Dear Kevin/Sam, these are exactly what I need. However, I am wondering how to output the results into a file (e.g. a text file) instead of printing all of them in the screen. I am sorry that I am a true beginner of this field.

ADD REPLY
0
Entering edit mode

Hey, you just need to use the '>' character, which instructs the shell to re-direct the output of the command. The default is to send the command output to STDOUT, i.e., the screen.

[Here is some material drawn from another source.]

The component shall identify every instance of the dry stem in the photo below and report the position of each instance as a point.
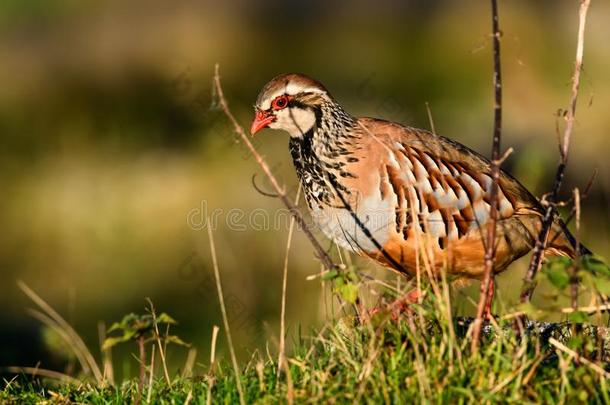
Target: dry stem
(490, 252)
(549, 214)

For example, look at these examples:

echo "test"
echo "test" > out.out

What is contained in out.out? Now do the same to the other commands that you are using.

ADD REPLY
1
Entering edit mode

Wonderful! This works out perfectly! I am able to save it into a text file by adding '>' at the end of the code. Thanks a million for your help! I have been bothered by the this task (get variant counts (0/1 or 1/1) per SNP and print the sample ID out) for the whole weekend. Finally I found this poster which saved my life!

ADD REPLY
0
Entering edit mode

Okay - great. If you have multi-allelic records in your VCF/BCF, though, then you should split these before running the above script. Multi-allelic records may look like this:

5  166777  rs3811360  C  A,T  .  PASS  .  GT  1/2

These should be split with bcftools norm -m-any and would then become:

5  166777  rs3811360  C  A  .  PASS  .  GT  0/1
5  166777  rs3811360  C  T  .  PASS  .  GT  0/1

Also, please note that the script works for both phased and / or un-phased genotypes. Please check some of your output to ensure that it does exactly what you need.

ADD REPLY
0
Entering edit mode

Hi Kevin,

I used your code with some modification to add AC,AN, and AF as I change (bcftools query -f '[\t%SAMPLE=%GT]\n MyVariants.Norm.vcf to bcftools query -f '%CHROM\t%POS\t%REF\t%ALT\t%AC\t%AN\t%AF[\t%SAMPLE=%GT]\n' MyVariants.Norm.vcf | and also removing the first part

paste <(bcftools view MyVariants.Norm.vcf |\
    awk -F"\t" 'BEGIN {print "CHR\tPOS\tID\tREF\tALT"} \
      !/^#/ {print $1"\t"$2"\t"$3"\t"$4"\t"$5}') \)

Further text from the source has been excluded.